Baker Street

Guardrails

Configure AI guardrail middleware for tool call validation, approval workflows, and output sanitization.

Guardrails

The guardrail system is a composable middleware chain that intercepts every tool call before execution. Each guardrail performs a specific check and can approve, reject, or escalate the call. Guardrails run in sequence, and any single rejection stops execution.

Guardrail Chain

The default enterprise configuration includes these guardrails in order:

  1. Prompt Injection Detection -- scans tool inputs for known injection patterns
  2. Schema Validation -- validates tool call arguments against the tool's JSON Schema
  3. Destructive Operation Gate -- flags operations that modify infrastructure (delete, restart, scale)
  4. Human-in-the-Loop Approval -- routes flagged operations to a human for approval
  5. Output Sanitization -- scrubs secrets and PII from tool outputs before returning to the LLM

Configuration

Guardrails are configured via a YAML file mounted as a ConfigMap:

# k8s/config/guardrails.yaml
apiVersion: v1
kind: ConfigMap
metadata:
  name: guardrail-config
  namespace: baker-street
data:
  guardrails.yaml: |
    chain:
      - name: prompt-injection
        enabled: true
        config:
          sensitivity: high
          patterns:
            - "ignore previous instructions"
            - "you are now"
            - "system prompt override"

      - name: schema-validation
        enabled: true

      - name: destructive-gate
        enabled: true
        config:
          flagged_tools:
            - "command_execute"
            - "launch_task"
          flagged_patterns:
            - "delete"
            - "rm -rf"
            - "kubectl delete"
            - "DROP TABLE"
          action: require_approval

      - name: human-approval
        enabled: true
        config:
          timeout_seconds: 300
          notification_channel: "telegram"
          auto_deny_on_timeout: true

      - name: output-sanitization
        enabled: true
        config:
          patterns:
            - type: regex
              match: "sk-ant-[a-zA-Z0-9]{20,}"
              replace: "[REDACTED_API_KEY]"
            - type: regex
              match: "[a-zA-Z0-9._%+-]+@[a-zA-Z0-9.-]+\\.[a-zA-Z]{2,}"
              replace: "[REDACTED_EMAIL]"

Command Allowlisting

Workers enforce a strict allowlist for shell command execution.

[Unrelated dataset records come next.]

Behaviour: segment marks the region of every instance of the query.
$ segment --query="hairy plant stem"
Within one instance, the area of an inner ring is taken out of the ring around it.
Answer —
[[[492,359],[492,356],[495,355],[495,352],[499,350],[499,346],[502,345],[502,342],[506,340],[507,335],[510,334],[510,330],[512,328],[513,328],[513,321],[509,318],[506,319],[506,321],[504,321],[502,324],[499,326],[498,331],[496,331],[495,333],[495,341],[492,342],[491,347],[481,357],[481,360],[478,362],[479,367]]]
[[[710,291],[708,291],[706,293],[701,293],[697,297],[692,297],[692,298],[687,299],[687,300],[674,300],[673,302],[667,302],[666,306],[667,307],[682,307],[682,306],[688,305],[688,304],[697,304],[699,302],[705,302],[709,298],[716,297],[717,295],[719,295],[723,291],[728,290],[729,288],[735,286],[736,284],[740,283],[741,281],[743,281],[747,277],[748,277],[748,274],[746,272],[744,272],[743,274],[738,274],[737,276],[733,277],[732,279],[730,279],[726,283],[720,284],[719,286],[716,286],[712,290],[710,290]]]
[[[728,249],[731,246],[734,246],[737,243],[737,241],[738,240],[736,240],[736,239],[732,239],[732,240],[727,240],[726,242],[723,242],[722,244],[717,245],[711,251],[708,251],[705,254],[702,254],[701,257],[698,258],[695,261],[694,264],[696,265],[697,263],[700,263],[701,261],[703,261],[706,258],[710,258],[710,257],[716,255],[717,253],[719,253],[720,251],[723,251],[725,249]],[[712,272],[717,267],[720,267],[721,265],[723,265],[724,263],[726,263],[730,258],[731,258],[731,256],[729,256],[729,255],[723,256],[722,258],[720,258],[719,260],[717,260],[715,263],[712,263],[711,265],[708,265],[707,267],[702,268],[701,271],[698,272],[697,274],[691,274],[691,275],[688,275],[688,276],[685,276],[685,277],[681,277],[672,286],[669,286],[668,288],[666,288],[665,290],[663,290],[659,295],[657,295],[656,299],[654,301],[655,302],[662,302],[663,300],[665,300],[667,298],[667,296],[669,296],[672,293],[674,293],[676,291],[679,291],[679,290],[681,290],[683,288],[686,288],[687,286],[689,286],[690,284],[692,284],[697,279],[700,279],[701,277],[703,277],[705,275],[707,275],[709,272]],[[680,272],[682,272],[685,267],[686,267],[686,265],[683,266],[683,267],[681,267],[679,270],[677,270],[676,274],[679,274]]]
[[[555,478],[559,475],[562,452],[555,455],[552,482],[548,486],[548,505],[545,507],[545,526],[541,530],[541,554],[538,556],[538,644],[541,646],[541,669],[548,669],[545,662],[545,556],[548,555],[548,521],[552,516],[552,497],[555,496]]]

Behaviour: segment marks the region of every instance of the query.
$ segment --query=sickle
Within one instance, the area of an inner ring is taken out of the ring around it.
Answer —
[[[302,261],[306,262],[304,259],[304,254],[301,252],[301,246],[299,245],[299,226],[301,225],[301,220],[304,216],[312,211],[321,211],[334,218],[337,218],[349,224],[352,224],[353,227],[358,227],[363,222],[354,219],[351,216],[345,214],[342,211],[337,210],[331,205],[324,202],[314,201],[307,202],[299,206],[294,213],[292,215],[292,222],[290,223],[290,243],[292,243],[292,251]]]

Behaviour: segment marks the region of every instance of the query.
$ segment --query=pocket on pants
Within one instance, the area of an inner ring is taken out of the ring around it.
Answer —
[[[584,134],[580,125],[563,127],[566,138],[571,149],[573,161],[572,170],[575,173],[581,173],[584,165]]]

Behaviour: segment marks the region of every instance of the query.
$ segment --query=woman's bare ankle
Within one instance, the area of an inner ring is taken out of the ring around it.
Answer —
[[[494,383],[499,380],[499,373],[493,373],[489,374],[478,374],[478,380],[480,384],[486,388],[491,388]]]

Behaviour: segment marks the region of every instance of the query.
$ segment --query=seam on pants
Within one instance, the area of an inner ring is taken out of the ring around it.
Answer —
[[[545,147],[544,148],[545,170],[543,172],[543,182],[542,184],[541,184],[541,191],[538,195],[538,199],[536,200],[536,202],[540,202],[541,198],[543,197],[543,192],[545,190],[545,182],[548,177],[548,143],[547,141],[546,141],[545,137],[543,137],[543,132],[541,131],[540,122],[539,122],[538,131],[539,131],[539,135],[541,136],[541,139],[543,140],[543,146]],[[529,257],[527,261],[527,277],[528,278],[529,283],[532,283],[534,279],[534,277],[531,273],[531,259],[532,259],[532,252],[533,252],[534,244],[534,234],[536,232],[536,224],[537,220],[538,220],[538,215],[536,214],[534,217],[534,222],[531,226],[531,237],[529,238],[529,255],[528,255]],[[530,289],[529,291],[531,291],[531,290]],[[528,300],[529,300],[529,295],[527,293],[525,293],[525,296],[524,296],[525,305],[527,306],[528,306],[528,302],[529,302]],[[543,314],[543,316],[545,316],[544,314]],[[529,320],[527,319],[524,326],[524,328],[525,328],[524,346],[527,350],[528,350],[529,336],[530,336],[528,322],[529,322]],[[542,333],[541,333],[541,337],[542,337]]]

Only pre-approved binaries can run:

command_allowlist:
  - kubectl
  - helm
  - curl
  - jq
  - uptime
  - df
  - free
  - ps

Commands not on the allowlist are rejected before execution. Environment variables containing secrets (matching patterns like *_KEY, *_TOKEN, *_SECRET) are stripped from the shell environment.

Approval Workflow

When a guardrail flags an operation for human approval:

  1. The tool call is paused and written to a pending approvals queue
  2. A notification is sent to the configured channel (Telegram, Discord, or Web UI)
  3. The notification includes the tool name, arguments, and the conversation context
  4. The human approves or denies within the configured timeout
  5. On approval, the tool call proceeds. On denial or timeout, it is rejected with a message to Claude
[Approval Request]
Tool: command_execute
Command: kubectl delete pod worker-abc123 -n baker-street
Context: User asked to restart the worker pod
Timeout: 5 minutes

[Approve] [Deny]

Custom Guardrails

Implement the GuardrailHook interface from @bakerst/core to create custom guardrails:

import { GuardrailHook, ToolCall, GuardrailResult } from '@bakerst/core';

export class CostLimitGuardrail implements GuardrailHook {
  name = 'cost-limit';

  async check(call: ToolCall): Promise<GuardrailResult> {
    const dailyCost = await getDailyLLMCost();
    if (dailyCost > this.config.maxDailyCost) {
      return {
        action: 'reject',
        reason: `Daily LLM cost limit ($${this.config.maxDailyCost}) exceeded`,
      };
    }
    return { action: 'approve' };
  }
}

Register the guardrail in the chain configuration and redeploy the Brain.